Tale versione ha ispirato Guido Gozzano che, in una celeberrima poesia del 1914, La Notte Santa, fa ripetere più volte a degli osti spiacenti e a disagio: “tutto l’albergo ho pieno”.
Una lettura più attenta della pericope suggerisce, invece, che il dettaglio riportato dall’Autore sacro possa alludere ad una esclusione precisa e mirata.
E la ragione di questo rifiuto, probabilmente, non sarebbe riconducibile a questioni sociali, economiche o, peggio, razziali. Piuttosto ad un pregiudizio, presente nella cultura ebraica del tempo, che considerava impure le donne incinte, le quali, pertanto, non potevano frequentare luoghi pubblici, per non contaminare gli altri.
Di conseguenza, le porte degli ostelli rimangono chiuse solamente “per loro”.
E, in particolare, per Maria, che, nella fattispecie, oltre ad una discriminazione, subisce pure un’ingiustizia, in quanto, “non avendo conosciuto uomo”, manteneva intatta l’originaria illibatezza.
Questa vicenda ricorda le troppe situazioni in cui le donne sono ancora vittime di esclusione, maltrattamenti fisici e psicologici, vessazioni e varie forme di prevenzione, che ne impediscono una piena affermazione umana e professionale.
Se tracciassimo un bilancio di fine anno, dovremmo riservare loro uno spazio drammaticamente rilevante.
A cominciare dalle madri russe e ucraine, lacerate dalla perdita di un figlio, ucciso in combattimento o sotto le bombe.
Per non parlare delle ragazze africane, che dopo aver partorito un figlio, lo hanno visto spirare assiderato, a bordo di uno di quei barconi che, verghianamente, chiamiamo della speranza.

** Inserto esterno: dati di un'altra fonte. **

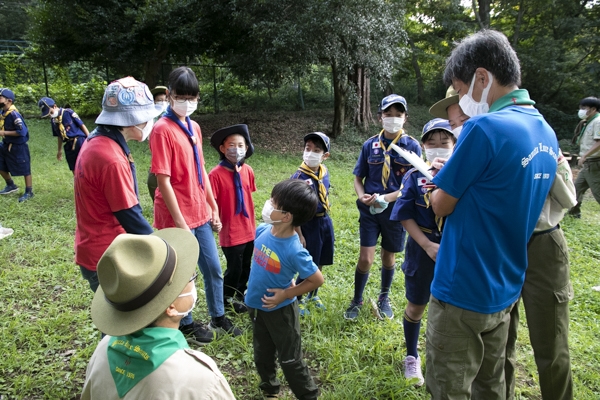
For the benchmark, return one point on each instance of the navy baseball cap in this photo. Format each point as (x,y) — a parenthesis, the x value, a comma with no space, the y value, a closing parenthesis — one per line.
(436,124)
(7,93)
(320,136)
(392,99)
(44,104)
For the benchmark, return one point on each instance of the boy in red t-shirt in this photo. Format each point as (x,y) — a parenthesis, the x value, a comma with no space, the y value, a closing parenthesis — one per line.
(232,182)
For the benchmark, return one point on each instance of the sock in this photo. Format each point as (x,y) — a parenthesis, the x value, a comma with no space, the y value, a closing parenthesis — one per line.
(411,335)
(387,276)
(360,281)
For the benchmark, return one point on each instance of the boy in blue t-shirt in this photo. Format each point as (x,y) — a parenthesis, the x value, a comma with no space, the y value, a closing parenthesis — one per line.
(377,177)
(413,210)
(271,296)
(316,235)
(67,127)
(14,151)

Ma penso pure alle oltre cento donne massacrate in Italia, da gennaio a oggi, molte delle quali soppresse dalla folle pretesa di dominio di un familiare; a Saman Abbas, la diciottenne pakistana, strangolata dallo zio e a sua madre Nazia Shaheen, che, in un misto di impotenza e complicità, non riesce a impedire che la figlia venga fatta a pezzi e gettata nel Po; alle centinaia di iraniane, che da settembre ad oggi, sono state sacrificate sull’altare della libertà e della dignità.

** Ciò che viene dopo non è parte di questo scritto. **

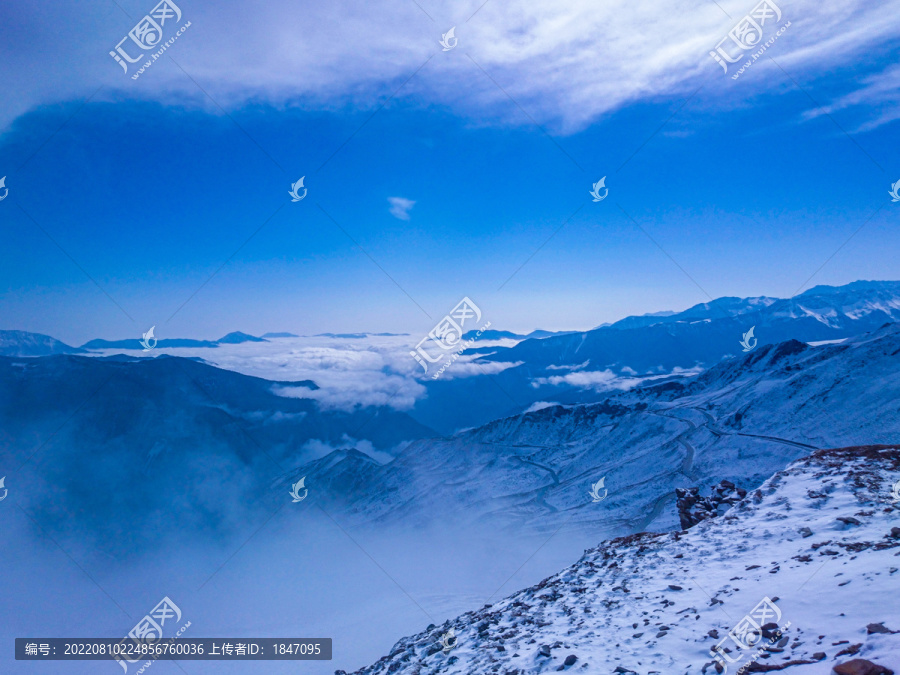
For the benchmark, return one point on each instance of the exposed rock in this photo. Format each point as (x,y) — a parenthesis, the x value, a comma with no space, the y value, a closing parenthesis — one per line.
(861,667)
(692,508)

La narrazione lucana prosegue, aggiungendo che, alla fine, Maria partorisce, verosimilmente in una stalla, nella cui mangiatoia depone il suo bambino, che due miliardi e mezzo di cristiani credono ancora essere il Messia, disceso sulla Terra, “per annunziare ai poveri un lieto messaggio, proclamare ai prigionieri la liberazione, ai ciechi la vista e rimettere in libertà gli oppressi”.
Nel clima natalizio di questi giorni, ho pensato a quale uomo sceglierebbe oggi il Figlio di Dio per incarnarsi.

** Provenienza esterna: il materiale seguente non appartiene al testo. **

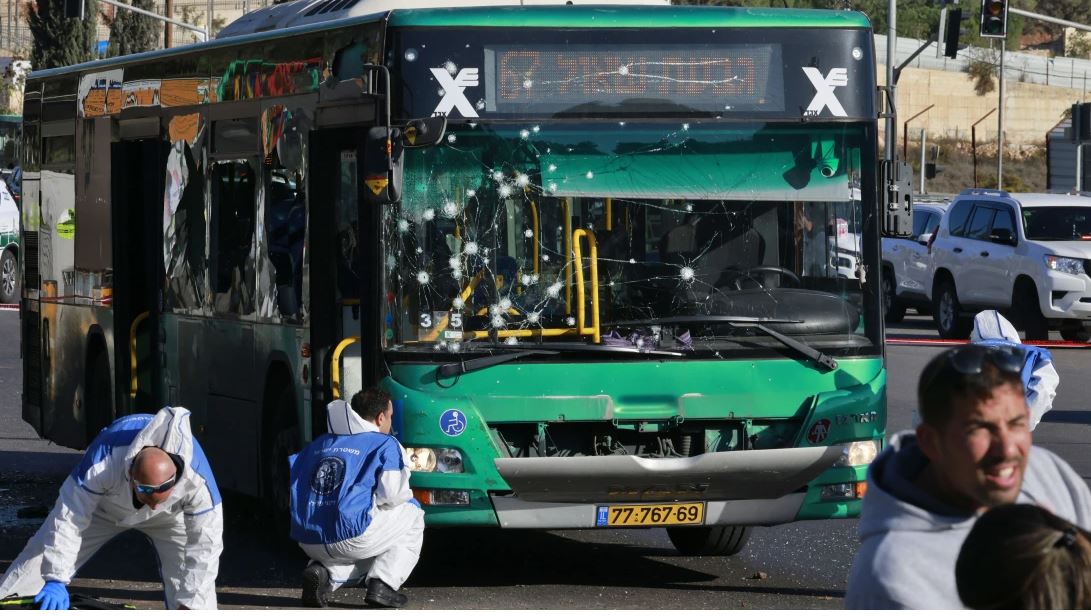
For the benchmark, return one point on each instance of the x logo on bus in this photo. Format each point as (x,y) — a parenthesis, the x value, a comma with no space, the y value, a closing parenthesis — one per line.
(454,86)
(824,91)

Ritengo di avere trovato la risposta a questo non facile interrogativo, grazie ad uno scrittore conterraneo, Elio Vittorini, che in Conversazione in Sicilia scrive: “Non ogni uomo è uomo, allora. Uno perseguita e uno è perseguitato; e genere umano non è tutto il genere umano, ma quello soltanto del perseguitato. Uccidete un uomo; egli sarà più uomo. E così è più uomo un malato, un affamato; è più genere umano il genere umano dei morti di fame”.